KINO MOTEL (stylized in all-caps) has broken into the music world with their debut single “Waves,” and its unique, post-modern, other-worldly sound is making a place for itself in that world. Thanks to the works of Ed Fraser and Rosa Mercedes, KINO MOTEL has been born, and might just pave the way for a new kind of genre, something they label “grit pop.” Fraser and Mercedes plan to release more songs with this style in mind. If they’re just as fantastic as “Waves,” then listeners will be in for a treat.

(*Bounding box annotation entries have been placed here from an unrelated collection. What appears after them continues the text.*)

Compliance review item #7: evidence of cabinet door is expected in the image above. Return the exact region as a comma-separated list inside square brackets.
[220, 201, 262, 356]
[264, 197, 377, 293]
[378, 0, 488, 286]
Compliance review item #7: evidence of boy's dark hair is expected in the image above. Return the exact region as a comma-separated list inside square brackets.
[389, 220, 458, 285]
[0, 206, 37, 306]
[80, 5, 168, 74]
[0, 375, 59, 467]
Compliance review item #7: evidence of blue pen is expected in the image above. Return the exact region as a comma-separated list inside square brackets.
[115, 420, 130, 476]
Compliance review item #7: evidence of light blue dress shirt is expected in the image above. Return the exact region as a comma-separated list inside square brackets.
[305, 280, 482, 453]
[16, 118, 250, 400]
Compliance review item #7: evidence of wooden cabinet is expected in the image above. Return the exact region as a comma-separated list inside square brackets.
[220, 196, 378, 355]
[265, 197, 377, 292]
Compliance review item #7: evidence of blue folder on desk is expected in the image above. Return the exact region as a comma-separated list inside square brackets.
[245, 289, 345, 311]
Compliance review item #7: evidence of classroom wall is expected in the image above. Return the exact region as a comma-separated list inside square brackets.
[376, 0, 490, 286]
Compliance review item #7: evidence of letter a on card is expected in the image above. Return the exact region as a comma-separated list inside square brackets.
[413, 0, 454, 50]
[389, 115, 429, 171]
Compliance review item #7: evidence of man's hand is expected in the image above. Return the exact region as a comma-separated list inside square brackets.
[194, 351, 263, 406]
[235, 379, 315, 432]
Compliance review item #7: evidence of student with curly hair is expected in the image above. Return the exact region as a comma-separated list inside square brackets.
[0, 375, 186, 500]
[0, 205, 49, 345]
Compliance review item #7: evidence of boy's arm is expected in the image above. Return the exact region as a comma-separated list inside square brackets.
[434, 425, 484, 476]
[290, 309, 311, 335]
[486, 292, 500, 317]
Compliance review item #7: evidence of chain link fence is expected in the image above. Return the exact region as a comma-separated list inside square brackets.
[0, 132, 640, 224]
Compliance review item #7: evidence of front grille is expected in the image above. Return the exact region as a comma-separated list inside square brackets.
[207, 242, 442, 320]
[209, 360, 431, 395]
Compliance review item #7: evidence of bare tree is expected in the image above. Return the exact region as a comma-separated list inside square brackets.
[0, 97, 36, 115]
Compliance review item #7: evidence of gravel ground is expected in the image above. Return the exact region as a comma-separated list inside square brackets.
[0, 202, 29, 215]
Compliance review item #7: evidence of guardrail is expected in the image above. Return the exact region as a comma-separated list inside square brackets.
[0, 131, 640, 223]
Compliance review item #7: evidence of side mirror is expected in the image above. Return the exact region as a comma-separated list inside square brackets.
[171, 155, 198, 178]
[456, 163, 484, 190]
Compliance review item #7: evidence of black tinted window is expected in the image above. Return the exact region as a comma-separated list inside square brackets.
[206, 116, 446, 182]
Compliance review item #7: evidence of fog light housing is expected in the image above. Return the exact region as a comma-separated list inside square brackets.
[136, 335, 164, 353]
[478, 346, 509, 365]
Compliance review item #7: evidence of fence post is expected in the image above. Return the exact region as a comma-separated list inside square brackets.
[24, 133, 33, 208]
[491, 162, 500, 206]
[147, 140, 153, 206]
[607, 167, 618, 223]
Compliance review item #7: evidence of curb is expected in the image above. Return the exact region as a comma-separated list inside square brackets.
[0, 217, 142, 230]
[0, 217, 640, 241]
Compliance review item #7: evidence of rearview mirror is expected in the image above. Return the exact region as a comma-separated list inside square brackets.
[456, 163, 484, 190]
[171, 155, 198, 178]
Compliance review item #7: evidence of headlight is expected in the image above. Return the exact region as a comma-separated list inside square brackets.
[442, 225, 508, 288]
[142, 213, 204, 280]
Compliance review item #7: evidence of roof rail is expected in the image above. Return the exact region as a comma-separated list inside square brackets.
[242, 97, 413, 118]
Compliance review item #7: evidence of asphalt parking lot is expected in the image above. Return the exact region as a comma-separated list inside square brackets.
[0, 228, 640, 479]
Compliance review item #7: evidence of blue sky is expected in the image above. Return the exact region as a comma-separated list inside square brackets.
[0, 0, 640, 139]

First, the (good) elephant in the room: the violin. You hear this unusually distorted instrument from the very beginning. KINO MOTEL has chosen to include it with other traditional band instruments, and its inclusion is a wonderful stylistic choice. It brings the song up to another level, helps it avoid slipping in amongst the typical kind of rock. Honestly, there’s nothing typical about the song, and that’s a great thing!
The tone of the song has a very gritty, dark texture to it, provided by the distorted violin (of course), a nice and slow foot-tapping bass tempo, the mixture of low and gravelly male vocals with gentle but powerful female vocals, and, interestingly enough, a synthetic sound that sounds curiously like a UFO (could this be symbolic?).
The lyrics are a little less up-front, and at times requires intense listening to decipher, but I can’t help but wonder if that was on purpose (or perhaps it’s just me). They’re elegantly easy, essentially repeating the same verse about three times (I say about, as there’s a couple of changes near the end). One set of lyrics stand out, about two and a half minutes into the song, as Fraser comes in with his Leonard Cohen-style vocals:
Cut through a winding path
Among trees shadows hung
Under your feet
As you run
This is your debut single. What was the process like of putting the band and music together?
Rosa Mercedes: The first song I ever heard Eddie sing was Dolly Parton’s “Jolene”, and he was wearing a blond wig at the time. I thought: here’s someone I can play music with. We both have this innate need to travel, tour and go on adventures, so the band is kind of an extension of that. But when we write the music together it’s a calm thing we do, a kind of down time. In the middle of our road trip, we haul ourselves up in a motel room and just indulge in the vibe. Then we whittle all those ideas and experiences down in the recording process, and the band becomes a mix of all those impulses.
Can you talk a little about the song’s meaning and where the inspiration came from?
Ed Fraser: It’s about escaping, getting out, leaving a toxic situation – and how hard that can be. You really have to fight for it, it’s not easy. And then the idea that you need to go in whichever direction you need to go in. That part’s up to you.
“Grit pop” seems to be a new style that’s cropping up among artists. How would you describe it?
RM: I come from the folk scene and Eddie’s played a lot of heavy music, so we both prefer things a little rougher around the edges. We love a good pop song, an addictive chorus, synths and all that, but we don’t want it to sound fake or pristine. It’s pop music for people who like dirt.
EF: I like dirt and Rosa likes dirt, so it works.
What was the thought process behind adding in the violin sounds?
EF: From the beginning we were going for something very cinematic for this song overall; we really wanted “Waves” to sound like the soundtrack to a film. And the violin is really just the perfect instrument for that. Josefin Runsteen, who also plays drums on all the songs, is primarily a violinist, so as soon as she’d finished tracking the drums with us she busted out her violin. She’s really an incredible player, it was just beautiful, and really perfect for what we were aiming for with this song.
RM: It’s all about the romance of the road.
What was it like recording different parts of the song in different places and different times? Did it inhibit or enhance the songwriting experience?
RM: I think it definitely gave the song (and our upcoming releases) time and space to evolve into what they are now. We didn’t rush anything. We had some songs ready to go around the time Josefin was passing through Berlin, and so we booked a studio for the two days she was in town and recorded drums and violin there and then. She’s the kind of musician who can just immediately feel where a song wants to go and do it without hesitation. When we recorded the rest in Melbourne, we gave ourselves free rein to put down ideas, and then over time distilled the track down to whatever felt essential. Eddie did an incredible job of mixing it to our very specific tastes. We both love getting people we admire involved, so you’ll see a lot of features from more great musicians in this band if we can help it.
You have some other new upcoming releases. Can you share a little about them?
EF: For sure. Our next single is called “Simple Desire” and it was also recorded and mixed in the same sessions as “Waves” in Berlin and Melbourne. This one is a little more pop-heavy, and there’s a bunch of bendy guitars that I really enjoy playing in there. Vocally it’s Rosa’s time to shine and she surely does shine. We’re really excited about the video for “Simple Desire” – it continues the series we started with “Waves” – our main characters return for a new adventure, this time in Vietnam. From there the video series will take us to Australia, and the rest we can’t tell you yet, but rest assured it’s pretty out there.